TJMG 5009675-43.2021.8.13.0707
CIVILEMENTA: APELAÇÃO CÍVEL - CONSUMIDOR VÍTIMA DE GOLPE - ESTELIONATO - COMPRA COM CARTÃO DE CRÉDITO - VALOR SUPERIOR AO NEGOCIADO - DEFEITO NA PRESTAÇÃO DO SERVIÇO - INOCORRÊNCIA - OBRIGAÇÃO DA INSTITUIÇÃO FINANCEIRA DE RESTITUIR O MONTANTE PAGO A MAIOR - INEXISTÊNCIA - DANOS MORAIS - NÃO CONFIGURADOS.
- As instituições financeiras respondem objetivamente pelos danos causados aos consumidores por eventual falha na prestação dos serviços, nos termos do art. 14 do CDC.

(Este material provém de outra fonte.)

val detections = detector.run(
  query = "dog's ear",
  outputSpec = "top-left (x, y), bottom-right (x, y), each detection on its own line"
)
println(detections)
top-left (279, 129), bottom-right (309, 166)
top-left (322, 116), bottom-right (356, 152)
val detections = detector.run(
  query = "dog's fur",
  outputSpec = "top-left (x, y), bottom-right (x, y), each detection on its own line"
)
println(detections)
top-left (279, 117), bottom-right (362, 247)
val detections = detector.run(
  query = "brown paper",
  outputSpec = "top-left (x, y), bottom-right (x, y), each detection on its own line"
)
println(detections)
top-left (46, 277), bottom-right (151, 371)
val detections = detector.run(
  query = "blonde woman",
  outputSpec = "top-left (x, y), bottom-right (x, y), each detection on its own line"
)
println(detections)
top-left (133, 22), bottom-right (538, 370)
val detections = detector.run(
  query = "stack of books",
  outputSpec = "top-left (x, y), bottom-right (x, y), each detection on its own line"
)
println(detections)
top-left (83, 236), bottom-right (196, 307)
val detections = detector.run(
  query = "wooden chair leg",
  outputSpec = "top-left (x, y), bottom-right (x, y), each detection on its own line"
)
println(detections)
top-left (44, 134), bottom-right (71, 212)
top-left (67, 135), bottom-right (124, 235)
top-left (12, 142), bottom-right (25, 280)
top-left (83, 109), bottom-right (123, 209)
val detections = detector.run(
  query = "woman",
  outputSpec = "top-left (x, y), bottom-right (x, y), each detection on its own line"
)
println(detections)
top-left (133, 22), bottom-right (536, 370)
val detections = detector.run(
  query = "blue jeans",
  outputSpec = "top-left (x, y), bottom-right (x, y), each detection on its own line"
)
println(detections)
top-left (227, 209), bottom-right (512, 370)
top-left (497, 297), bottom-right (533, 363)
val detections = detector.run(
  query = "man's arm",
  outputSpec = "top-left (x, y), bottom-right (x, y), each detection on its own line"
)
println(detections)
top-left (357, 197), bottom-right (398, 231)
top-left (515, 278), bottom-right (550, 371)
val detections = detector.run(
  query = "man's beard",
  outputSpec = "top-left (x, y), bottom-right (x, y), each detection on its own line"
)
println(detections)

- O Direito Brasileiro não consagra a teoria do risco integral, de modo que a responsabilidade civil objetiva pode ser elidida mediante a comprovação de ocorrência de uma excludente do nexo de causalidade.
- Ausente a prova relativa ao valor da compra e, ainda, tendo em vista que o próprio autor reconhece ter realizado a aquisição dos bens de forma presencial e mediante uso de cartão pessoal e senha, não há se falar em falha na prestação do serviços ofertado pelo banco.
- A responsabilidade das instituições financeiras pelos danos decorrentes de fraudes e delitos praticados por terceiros no âmbito de operações bancárias depende de prova do fortuito interno, mediante burla aos protocolos de segurança instituídos pelo banco, o que não ocorreu no caso destes autos.
- Recurso ao qual se nega provimento.